Corazones enterrados
A los hijos se los quiere con todo el amor que el corazón alcance, con el alma volcada en cada uno. Cada hijo es único. Cada hijo tiene un lugar de preferencia en el corazón de su mamá y de su papá. Los padres tienen un corazón para cada hijo. Y si se tienen veinte hijos, hay veinte corazones repartidos entre veinte hijos que tienen un espacio especialísimo en sus padres.
No puedo ni imaginar lo que sienten los padres de los hermanos Faddoul Diab el día de hoy. Es imposible figurarse el dolor de sus corazones en este instante.
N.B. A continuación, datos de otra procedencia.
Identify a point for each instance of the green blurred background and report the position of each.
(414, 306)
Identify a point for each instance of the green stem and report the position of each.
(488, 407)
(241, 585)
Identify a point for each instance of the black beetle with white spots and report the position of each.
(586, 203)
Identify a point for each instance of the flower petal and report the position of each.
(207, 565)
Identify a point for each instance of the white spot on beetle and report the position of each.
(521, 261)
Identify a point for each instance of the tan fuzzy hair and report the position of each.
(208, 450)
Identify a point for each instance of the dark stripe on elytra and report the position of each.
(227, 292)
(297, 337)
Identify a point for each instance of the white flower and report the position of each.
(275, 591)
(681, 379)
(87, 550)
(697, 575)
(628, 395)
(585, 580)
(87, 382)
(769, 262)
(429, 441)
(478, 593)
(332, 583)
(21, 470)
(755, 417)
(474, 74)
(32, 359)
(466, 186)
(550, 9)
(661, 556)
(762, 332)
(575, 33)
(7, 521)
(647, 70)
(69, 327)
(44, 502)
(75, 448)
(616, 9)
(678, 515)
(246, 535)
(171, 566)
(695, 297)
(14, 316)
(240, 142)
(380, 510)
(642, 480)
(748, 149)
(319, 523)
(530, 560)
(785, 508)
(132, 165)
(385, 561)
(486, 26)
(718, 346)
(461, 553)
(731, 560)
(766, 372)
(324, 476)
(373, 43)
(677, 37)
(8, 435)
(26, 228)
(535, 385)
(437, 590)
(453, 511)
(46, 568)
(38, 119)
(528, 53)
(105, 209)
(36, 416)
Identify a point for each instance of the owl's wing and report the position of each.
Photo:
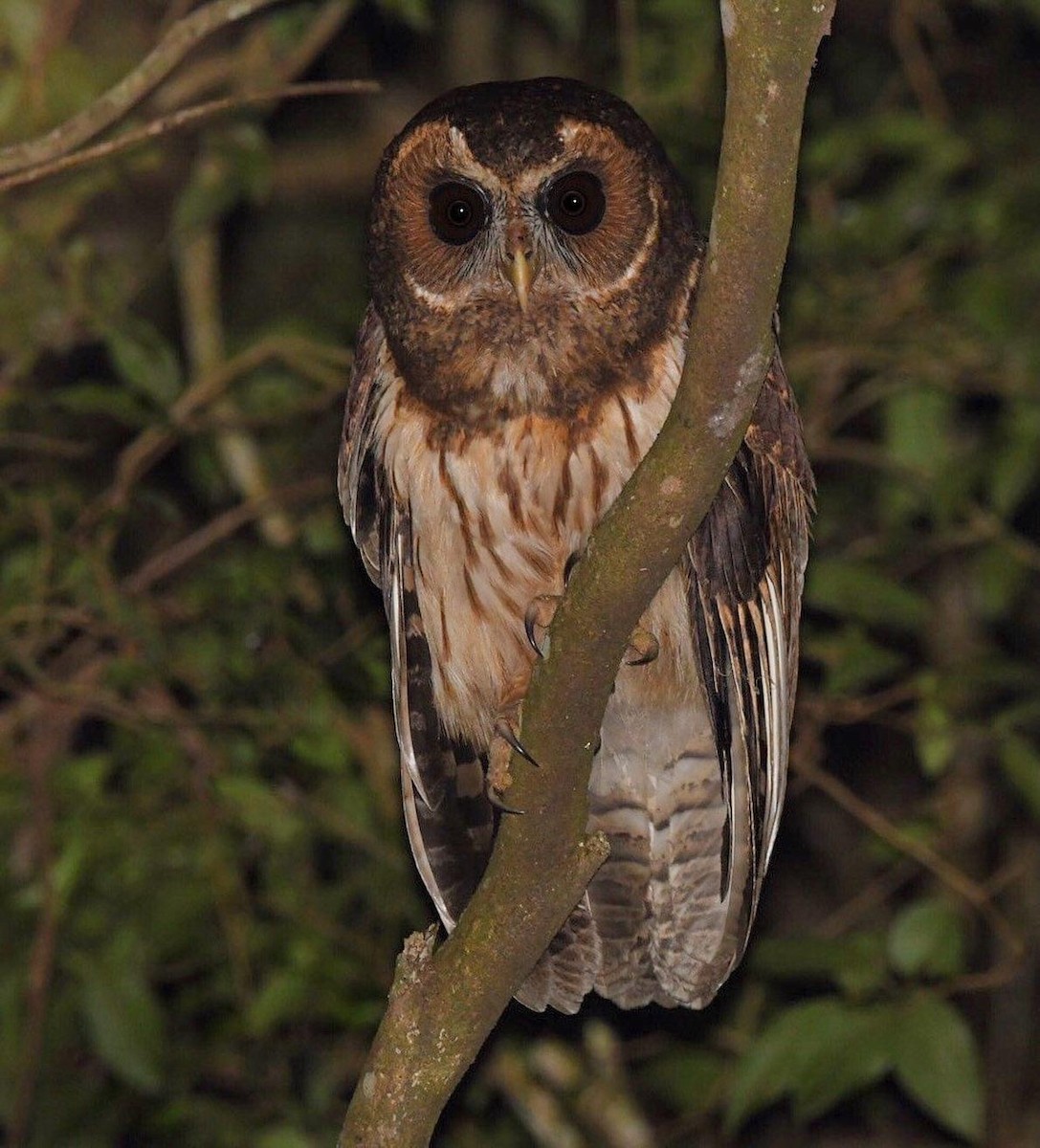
(449, 820)
(745, 566)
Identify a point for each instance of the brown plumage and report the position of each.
(533, 263)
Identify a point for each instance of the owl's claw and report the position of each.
(538, 619)
(504, 729)
(643, 648)
(495, 799)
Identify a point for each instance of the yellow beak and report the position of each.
(521, 275)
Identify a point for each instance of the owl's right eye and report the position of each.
(457, 211)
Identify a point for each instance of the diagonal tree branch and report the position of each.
(444, 1004)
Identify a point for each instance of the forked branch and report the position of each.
(444, 1004)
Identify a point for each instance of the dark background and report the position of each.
(203, 872)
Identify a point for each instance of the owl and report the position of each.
(533, 264)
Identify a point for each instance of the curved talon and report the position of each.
(643, 648)
(499, 805)
(505, 732)
(539, 615)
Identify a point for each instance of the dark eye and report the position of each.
(457, 211)
(575, 202)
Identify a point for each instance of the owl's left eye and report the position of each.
(457, 211)
(575, 202)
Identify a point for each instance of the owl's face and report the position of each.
(526, 240)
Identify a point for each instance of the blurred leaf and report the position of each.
(918, 435)
(235, 166)
(926, 939)
(144, 360)
(815, 1053)
(258, 809)
(1020, 759)
(417, 14)
(935, 733)
(283, 1137)
(855, 963)
(866, 594)
(853, 660)
(1016, 468)
(124, 1017)
(564, 16)
(937, 1063)
(687, 1078)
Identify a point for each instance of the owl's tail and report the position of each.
(667, 916)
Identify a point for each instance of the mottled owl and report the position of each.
(533, 264)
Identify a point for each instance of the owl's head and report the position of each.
(527, 240)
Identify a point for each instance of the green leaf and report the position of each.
(259, 809)
(852, 659)
(685, 1078)
(816, 1053)
(1020, 761)
(417, 14)
(854, 963)
(918, 437)
(144, 360)
(938, 1066)
(926, 939)
(862, 592)
(862, 1060)
(283, 1137)
(935, 732)
(124, 1019)
(564, 16)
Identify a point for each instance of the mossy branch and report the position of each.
(444, 1004)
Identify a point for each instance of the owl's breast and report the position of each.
(495, 516)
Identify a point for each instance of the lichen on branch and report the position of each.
(435, 1026)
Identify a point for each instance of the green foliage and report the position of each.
(206, 879)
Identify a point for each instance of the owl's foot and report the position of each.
(643, 648)
(538, 618)
(504, 744)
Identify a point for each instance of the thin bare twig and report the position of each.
(955, 879)
(110, 107)
(178, 121)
Escuché alguna vez que no hay nada peor que enterrar a un hijo. ¡Pero enterrarlos a todos, y a la vez! ¡Habiendo vivido la tragedia de un secuestro, sin haber tenido la oportunidad de comunicarse con ellos en mes y medio! Es demoledor. ¡Cuánto dolor! ¡Cuánta tristeza! ¡Cuanta desolación debe haber en su alma!
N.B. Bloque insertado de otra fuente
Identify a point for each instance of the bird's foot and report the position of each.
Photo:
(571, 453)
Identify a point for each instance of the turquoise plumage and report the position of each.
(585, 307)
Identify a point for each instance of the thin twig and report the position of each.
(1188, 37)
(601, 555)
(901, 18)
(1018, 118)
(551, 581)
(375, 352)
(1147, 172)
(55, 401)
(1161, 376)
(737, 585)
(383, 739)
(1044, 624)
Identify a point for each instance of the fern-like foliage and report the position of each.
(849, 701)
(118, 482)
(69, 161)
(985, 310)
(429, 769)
Una mezcla de rabia, indignación y desasosiego invade los hogares de los venezolanos. Una impotencia iracunda. Una cólera que revuelve las entrañas de todos y cada uno de nosotros. Una indigestión de sentimientos por la perversidad, la monstruosidad, el horror de un crimen atroz. Una desobediencia rebelde a la voluntad de Dios. Una pregunta sin respuesta que nos muestra nuestra pequeñez y nuestras miserias. Un ¿¡por qué Dios mío!?
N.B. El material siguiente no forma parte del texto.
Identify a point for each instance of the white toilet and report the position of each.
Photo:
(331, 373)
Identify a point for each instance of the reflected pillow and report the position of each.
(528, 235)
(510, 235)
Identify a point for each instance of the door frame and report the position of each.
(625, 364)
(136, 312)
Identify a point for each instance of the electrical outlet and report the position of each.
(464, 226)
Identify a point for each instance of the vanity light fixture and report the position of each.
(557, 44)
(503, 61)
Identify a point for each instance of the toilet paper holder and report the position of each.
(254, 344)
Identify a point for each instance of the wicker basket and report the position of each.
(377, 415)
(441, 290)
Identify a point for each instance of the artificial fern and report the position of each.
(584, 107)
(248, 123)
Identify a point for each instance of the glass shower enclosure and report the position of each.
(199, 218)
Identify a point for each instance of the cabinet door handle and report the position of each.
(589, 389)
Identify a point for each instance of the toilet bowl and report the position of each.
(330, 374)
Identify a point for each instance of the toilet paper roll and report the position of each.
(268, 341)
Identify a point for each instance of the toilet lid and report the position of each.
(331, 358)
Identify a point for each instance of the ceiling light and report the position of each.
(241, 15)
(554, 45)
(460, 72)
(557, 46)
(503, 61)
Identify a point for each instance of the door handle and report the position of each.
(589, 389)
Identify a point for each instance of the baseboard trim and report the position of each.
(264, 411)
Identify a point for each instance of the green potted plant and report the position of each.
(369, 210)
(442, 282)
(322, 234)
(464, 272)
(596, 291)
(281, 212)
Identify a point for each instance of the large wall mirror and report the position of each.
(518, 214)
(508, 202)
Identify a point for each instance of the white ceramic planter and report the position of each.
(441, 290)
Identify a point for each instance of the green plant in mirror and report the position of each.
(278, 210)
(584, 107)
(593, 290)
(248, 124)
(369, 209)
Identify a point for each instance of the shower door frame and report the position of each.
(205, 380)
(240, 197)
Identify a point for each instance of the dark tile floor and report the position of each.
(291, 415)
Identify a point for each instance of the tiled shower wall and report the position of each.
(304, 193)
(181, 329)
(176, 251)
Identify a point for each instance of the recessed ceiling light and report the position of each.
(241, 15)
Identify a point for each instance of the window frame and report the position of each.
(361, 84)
Una madre, a pocos momentos de conocer el asesinato de su hijo, hacia unas declaraciones, descorazonada, porque es el segundo de sus hijos que le matan, y decía que no hay más remedio que acostumbrarse a enterrarlos porque en los cerros no existen autoridades que los protejan. ¿Cómo es posible acostumbrarse a que maten a los hijos? ¿Es que hay que acostumbrarse a convivir con la muerte, la violencia, el horror?
¿Será que hay que acostumbrarse a despedir a los hijos para siempre cada mañana por si no los tenemos de regreso? ¿Será que los entregamos al patíbulo cada vez que salen a la calle? ¿Será que hay que enseñarles la muerte?
Esta vez fue un crimen horrendo a tres muchachos y un padre de dos pequeños que no verá crecer. Ayer fue una mujer con un hijo en el vientre alcanzada por una bala perdida en un enfrentamiento entre malhechores. Meses atrás, un joven de diecinueve años ultimado en una marcha política. Otro joven ajusticiado por resistirse a entregar el carro a unos atracadores. Un industrial muerto a balazos. Policías asesinos y civiles asesinados. Un estado irresponsable que protege a forajidos. ¿¡Hasta cuándo!?
Cuesta aceptar hechos que escapan al entendimiento. El estupor nos paraliza y nos extrae la furia que quisiera patear lo que encuentra a su paso. La sensibilidad se hace llanto para no parar. El abrazo que damos a nuestros hijos nos hace sentir que el vientre es la guarida que no queremos que abandonen. El lugar donde los protegemos. La esfera hermética de resguardo. Pareciera que solo las entrañas y el cielo son impenetrables.
Pero los hijos nacen y se les suelta a la vida. A la vida. ¡No a la muerte!
No podemos reducir el dolor de cada madre, de cada padre a quien le fueron arrancados sus hijos, pero podemos ofrecer, esta Semana Santa, mil oraciones al cielo para que las familias de tantos seres difuntos, producto de la violencia y el terror, encuentren consuelo. Para que nuestra insignificancia entienda lo que no podemos. Y para que, a todos esos seres que enterraron sus corazones con los de sus hijos, Dios les regale, con la paz del alma, un pedacito de cielo.